I don't really understand how my body works. Not in the medical sense, you understand... the more exposure I've had to the wonders of medical science in the last few years, the more I'm realising how little anybody knows; I've seen some amazing high definition images of my own brain, and not only did I not have a clue what I was looking at, but it's fascinating how little some of the most eminent neurologists in the country were able to deduce from these amazing pictures too. When I was diagnosed with MS and fell into the capable hands of the NHS, I was told to listen to my body and to look out for patterns that would give a clue about what made me feel worse so that I could avoid it.
A common example is heat: lots of people with MS find that their symptoms flare up as the temperature rises. You can buy special vests that help you keep your core body temperature down. Heat doesn't really seem to bother me though, but I seem to struggle when I get cold and football in the winter is a nightmare as I lose sensation in my arms from the shoulders down.... but I don't have any problems when I go skiing in much colder temperatures. None at all. Go figure.
I just can't spot patterns in my symptoms. I know I'm supposed to be careful with my training too, making sure that I don't work myself too hard.... not forgetting that I first developed symptoms when I was training for the London Triathlon back in 2005, and just maybe it was all the extra exertion that brought on the attack. I do try to be careful and to listen to what my body tells me, but the truth is that I flog myself, as if conquering my MS was a simple question of mind over matter. Some days I'm more tired than others; some days I can hardly feel my feet; some days I can't feel my thigh muscles; some days my cheek goes numb or I can hardly lift my arms above my head. None of it really seems to stop me, but I have no idea why some days are worse than others.
When I woke up this morning, I was feeling my symptoms more heavily than usual. To be honest, I wasn't too surprised: I'd injected on Tuesday, so it probably wasn't anything to do with that, but I had been out at the pub quiz on Wednesday night and had a few pints and a late-ish night. I have no idea why, but a combination of those two things sometimes causes my symptoms to flare (although never yet at Glastonbury, I'm relieved to say). I felt basically okay though, so apart from having a couple of ibuprofen and one of my amantadine pep pills, I just got on with my day... as if I have any other choice anyway.
It was football tonight, and as I've said here many times before, this is one exercise that I find the hardest. There's something about the stop/start, up/down nature of 5-a-side football that I find so much harder than the relentless plod of a run. You only have to motivate yourself to get started once when you're out running, and then it's a case of having the will power to keep going. In football, you have to motivate yourself to go up and down the pitch all the time, and somehow that's much more problematic for me.
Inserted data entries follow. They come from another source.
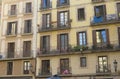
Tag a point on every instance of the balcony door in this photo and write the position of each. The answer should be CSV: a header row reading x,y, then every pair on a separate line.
x,y
102,64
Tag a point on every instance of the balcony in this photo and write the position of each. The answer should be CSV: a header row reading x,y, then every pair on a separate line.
x,y
103,69
97,1
64,71
75,49
12,13
107,19
54,27
64,3
71,49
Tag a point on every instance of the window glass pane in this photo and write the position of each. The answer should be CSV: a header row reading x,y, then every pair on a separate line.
x,y
83,61
82,38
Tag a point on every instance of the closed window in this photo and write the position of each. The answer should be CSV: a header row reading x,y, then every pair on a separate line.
x,y
100,11
46,23
13,10
26,48
45,44
63,2
63,42
101,37
28,7
82,39
9,68
46,4
45,67
83,62
26,67
11,50
64,66
63,19
28,26
81,14
12,28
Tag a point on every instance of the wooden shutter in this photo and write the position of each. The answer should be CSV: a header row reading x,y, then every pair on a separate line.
x,y
94,37
58,19
48,43
86,37
119,34
41,4
77,35
16,27
48,3
58,42
107,36
41,43
67,37
43,21
25,26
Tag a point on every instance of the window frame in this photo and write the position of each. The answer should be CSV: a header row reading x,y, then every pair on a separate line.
x,y
83,64
78,14
12,28
26,67
45,69
28,26
9,69
27,48
66,19
78,38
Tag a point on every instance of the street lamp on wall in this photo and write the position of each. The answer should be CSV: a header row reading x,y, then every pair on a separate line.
x,y
115,63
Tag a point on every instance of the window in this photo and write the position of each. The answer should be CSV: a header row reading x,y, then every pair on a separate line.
x,y
11,50
45,67
64,66
63,2
63,42
82,40
28,26
9,68
12,28
83,62
45,44
63,19
26,67
102,64
26,48
119,34
28,7
46,21
13,10
101,37
46,4
100,11
118,10
81,14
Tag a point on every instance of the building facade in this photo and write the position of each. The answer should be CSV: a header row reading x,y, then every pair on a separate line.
x,y
78,39
16,52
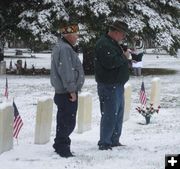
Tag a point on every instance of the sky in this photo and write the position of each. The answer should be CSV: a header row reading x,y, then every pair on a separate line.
x,y
146,145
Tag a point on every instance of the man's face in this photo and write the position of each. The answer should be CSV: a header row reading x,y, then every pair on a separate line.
x,y
72,38
120,36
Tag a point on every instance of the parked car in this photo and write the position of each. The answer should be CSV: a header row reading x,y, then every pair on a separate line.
x,y
18,52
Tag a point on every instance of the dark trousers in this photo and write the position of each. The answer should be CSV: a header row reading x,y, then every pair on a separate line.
x,y
66,120
111,99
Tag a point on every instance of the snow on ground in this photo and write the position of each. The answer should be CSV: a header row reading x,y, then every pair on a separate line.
x,y
146,144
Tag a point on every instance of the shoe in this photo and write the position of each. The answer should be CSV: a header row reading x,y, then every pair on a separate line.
x,y
117,144
105,147
66,154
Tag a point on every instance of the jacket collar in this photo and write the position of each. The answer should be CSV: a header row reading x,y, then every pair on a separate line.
x,y
66,41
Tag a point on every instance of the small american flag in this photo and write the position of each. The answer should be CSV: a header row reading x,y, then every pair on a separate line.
x,y
18,123
6,89
143,98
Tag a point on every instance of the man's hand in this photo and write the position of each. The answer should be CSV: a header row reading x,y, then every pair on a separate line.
x,y
73,97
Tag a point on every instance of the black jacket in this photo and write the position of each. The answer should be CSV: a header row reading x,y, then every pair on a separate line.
x,y
111,66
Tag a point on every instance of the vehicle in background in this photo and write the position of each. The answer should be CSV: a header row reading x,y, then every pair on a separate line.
x,y
18,52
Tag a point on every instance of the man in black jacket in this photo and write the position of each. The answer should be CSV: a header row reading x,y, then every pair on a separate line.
x,y
111,73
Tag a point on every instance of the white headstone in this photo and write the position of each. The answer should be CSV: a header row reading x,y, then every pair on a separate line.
x,y
43,121
155,92
2,67
127,98
6,127
84,112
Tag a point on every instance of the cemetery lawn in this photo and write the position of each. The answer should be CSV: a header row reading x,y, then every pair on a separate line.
x,y
146,145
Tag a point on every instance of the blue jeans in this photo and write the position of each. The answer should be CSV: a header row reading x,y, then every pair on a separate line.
x,y
66,120
111,99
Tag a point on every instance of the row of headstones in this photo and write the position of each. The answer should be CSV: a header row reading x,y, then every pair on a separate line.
x,y
44,116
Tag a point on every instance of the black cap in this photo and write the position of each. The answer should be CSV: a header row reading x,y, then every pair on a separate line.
x,y
119,26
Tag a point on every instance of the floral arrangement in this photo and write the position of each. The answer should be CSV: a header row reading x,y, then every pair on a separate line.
x,y
147,111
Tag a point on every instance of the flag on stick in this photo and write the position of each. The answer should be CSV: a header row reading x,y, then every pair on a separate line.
x,y
143,98
6,89
18,123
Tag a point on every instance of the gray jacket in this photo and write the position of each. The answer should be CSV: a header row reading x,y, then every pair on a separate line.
x,y
67,73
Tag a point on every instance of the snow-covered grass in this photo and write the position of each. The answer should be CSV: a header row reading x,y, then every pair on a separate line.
x,y
146,145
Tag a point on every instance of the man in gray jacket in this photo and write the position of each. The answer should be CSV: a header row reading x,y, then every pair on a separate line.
x,y
67,78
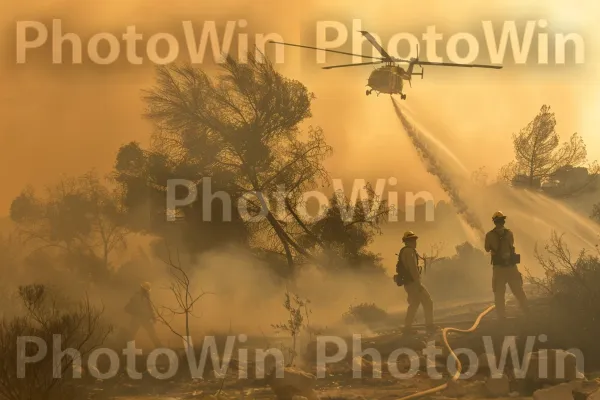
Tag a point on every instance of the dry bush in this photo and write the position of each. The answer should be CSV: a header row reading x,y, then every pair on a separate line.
x,y
571,288
79,326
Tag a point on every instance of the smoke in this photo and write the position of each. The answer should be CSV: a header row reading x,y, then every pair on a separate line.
x,y
434,168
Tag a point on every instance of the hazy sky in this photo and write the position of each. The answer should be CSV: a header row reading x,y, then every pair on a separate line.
x,y
61,119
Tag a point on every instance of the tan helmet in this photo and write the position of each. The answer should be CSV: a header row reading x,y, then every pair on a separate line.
x,y
498,215
408,235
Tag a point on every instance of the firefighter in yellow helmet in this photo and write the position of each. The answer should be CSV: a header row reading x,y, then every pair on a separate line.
x,y
500,243
417,293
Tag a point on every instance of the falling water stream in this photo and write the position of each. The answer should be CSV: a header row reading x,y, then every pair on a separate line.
x,y
531,215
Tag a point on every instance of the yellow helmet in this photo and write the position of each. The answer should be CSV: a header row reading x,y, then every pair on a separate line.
x,y
408,235
498,215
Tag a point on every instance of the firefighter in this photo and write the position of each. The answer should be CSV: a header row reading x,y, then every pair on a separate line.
x,y
416,292
500,243
142,313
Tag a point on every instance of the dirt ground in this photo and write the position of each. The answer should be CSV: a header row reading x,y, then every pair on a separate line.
x,y
339,382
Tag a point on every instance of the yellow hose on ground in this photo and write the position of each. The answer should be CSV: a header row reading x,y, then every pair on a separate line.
x,y
456,360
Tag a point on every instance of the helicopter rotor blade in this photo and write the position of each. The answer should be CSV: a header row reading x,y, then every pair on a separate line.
x,y
374,43
352,65
421,63
328,50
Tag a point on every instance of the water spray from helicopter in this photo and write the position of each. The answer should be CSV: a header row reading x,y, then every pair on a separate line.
x,y
437,170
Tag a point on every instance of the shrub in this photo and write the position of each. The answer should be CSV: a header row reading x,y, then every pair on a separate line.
x,y
79,327
368,314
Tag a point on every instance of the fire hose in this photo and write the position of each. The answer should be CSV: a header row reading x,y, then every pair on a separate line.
x,y
456,360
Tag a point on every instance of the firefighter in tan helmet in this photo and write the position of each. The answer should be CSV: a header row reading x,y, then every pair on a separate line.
x,y
500,243
417,293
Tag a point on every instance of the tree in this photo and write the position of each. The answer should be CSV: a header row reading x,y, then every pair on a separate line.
x,y
185,297
539,154
346,230
78,216
242,132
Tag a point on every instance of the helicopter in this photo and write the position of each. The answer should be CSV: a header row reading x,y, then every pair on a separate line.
x,y
389,78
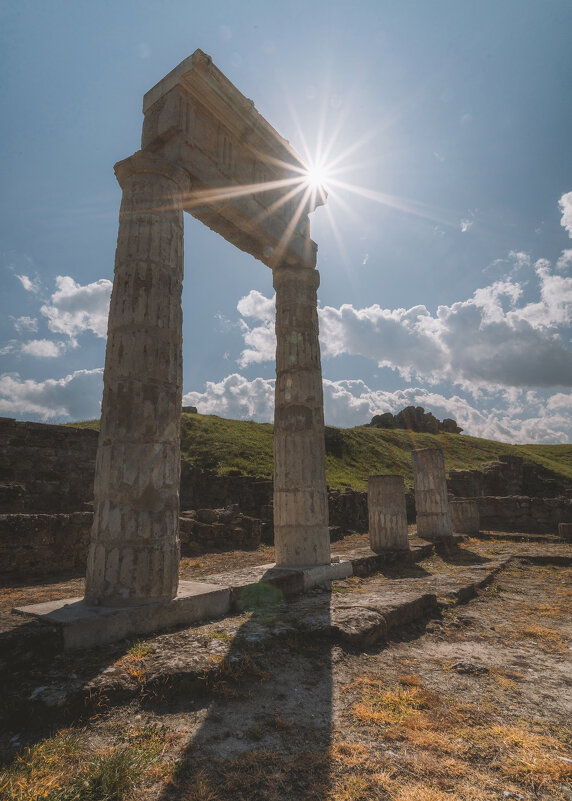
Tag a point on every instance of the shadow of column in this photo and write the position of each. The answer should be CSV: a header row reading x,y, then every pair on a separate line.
x,y
266,732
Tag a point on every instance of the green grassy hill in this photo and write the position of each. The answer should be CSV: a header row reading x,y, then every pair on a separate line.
x,y
353,454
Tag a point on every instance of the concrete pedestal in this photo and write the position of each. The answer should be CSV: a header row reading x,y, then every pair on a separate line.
x,y
134,552
464,513
387,514
301,534
431,500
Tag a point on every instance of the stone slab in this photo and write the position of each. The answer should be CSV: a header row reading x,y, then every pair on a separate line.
x,y
83,626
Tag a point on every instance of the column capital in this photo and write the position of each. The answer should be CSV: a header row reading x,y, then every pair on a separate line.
x,y
309,276
143,163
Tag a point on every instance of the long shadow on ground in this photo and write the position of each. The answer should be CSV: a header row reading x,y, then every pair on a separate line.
x,y
267,731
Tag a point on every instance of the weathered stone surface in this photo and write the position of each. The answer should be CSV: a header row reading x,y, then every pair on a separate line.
x,y
431,501
510,475
415,418
45,468
300,495
134,552
387,514
529,515
464,514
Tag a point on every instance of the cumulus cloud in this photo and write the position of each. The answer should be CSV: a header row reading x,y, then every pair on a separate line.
x,y
235,397
565,204
30,284
74,308
260,340
565,260
491,340
351,402
75,397
43,348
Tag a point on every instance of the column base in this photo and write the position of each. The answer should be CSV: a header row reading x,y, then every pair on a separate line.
x,y
301,546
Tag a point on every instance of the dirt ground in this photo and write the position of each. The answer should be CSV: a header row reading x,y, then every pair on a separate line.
x,y
472,704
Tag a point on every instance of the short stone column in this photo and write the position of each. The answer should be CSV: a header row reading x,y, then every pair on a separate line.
x,y
464,513
134,552
301,533
431,500
387,514
565,531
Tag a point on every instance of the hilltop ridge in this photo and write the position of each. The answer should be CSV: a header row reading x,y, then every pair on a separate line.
x,y
352,454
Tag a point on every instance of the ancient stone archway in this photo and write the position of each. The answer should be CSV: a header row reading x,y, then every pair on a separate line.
x,y
205,150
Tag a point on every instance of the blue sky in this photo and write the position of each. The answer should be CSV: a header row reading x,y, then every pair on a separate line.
x,y
445,248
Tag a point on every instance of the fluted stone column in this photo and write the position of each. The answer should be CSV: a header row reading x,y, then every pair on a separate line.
x,y
465,516
431,499
387,514
301,534
134,552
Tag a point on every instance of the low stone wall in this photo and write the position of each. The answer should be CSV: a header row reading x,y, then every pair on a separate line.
x,y
38,545
520,513
45,468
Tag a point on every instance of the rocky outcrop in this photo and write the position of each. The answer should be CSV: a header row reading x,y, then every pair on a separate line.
x,y
415,418
510,475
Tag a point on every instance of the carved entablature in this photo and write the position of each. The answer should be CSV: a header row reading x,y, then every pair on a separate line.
x,y
247,180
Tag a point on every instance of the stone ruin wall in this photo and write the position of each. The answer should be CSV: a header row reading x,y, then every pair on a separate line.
x,y
46,495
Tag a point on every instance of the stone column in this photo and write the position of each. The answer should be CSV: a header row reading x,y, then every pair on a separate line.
x,y
387,514
301,533
464,514
565,531
431,500
134,552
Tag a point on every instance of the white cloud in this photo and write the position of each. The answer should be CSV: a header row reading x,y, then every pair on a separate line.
x,y
74,309
22,324
30,284
351,402
519,259
491,340
75,397
565,204
44,348
256,305
235,397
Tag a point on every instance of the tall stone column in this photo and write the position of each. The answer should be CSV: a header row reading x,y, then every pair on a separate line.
x,y
431,499
301,533
134,552
464,513
387,514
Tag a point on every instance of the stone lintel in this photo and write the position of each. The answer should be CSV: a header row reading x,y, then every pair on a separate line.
x,y
247,181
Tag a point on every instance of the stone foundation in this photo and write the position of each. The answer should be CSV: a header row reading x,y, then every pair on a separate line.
x,y
431,500
527,515
464,513
38,545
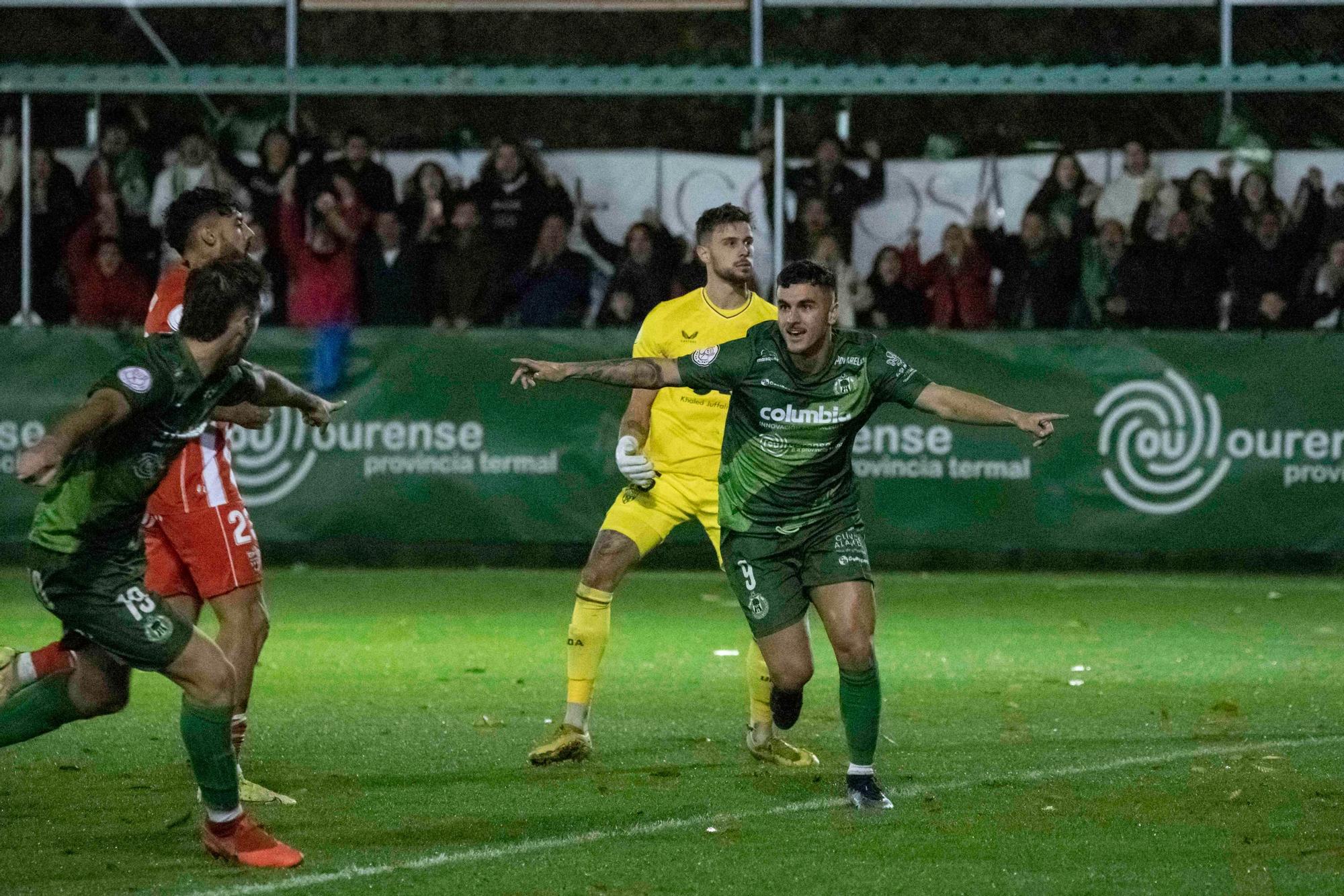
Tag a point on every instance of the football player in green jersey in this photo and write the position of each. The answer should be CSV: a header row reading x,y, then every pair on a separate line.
x,y
87,555
788,508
Tonight I was playing on a team of 4 against a team of 5. We played for 80 minutes, and I barely stopped running... up and down, up and down. I felt good and chased around after the ball for most of the game, really working hard to cover back when we lost the ball. I've no idea why I didn't feel exhausted or find the running difficult, but I was more than happy to roll with it.
.... now all I need to do is to learn not to panic when in possession of the ball, to improve my first touch, to shoot more often and more accurately and to stop needlessly giving the ball away, and I might actually be of some bloody use on a football pitch.
One step at a time though, eh?
Stupid body. Maybe the numbskulls are asleep at the wheel?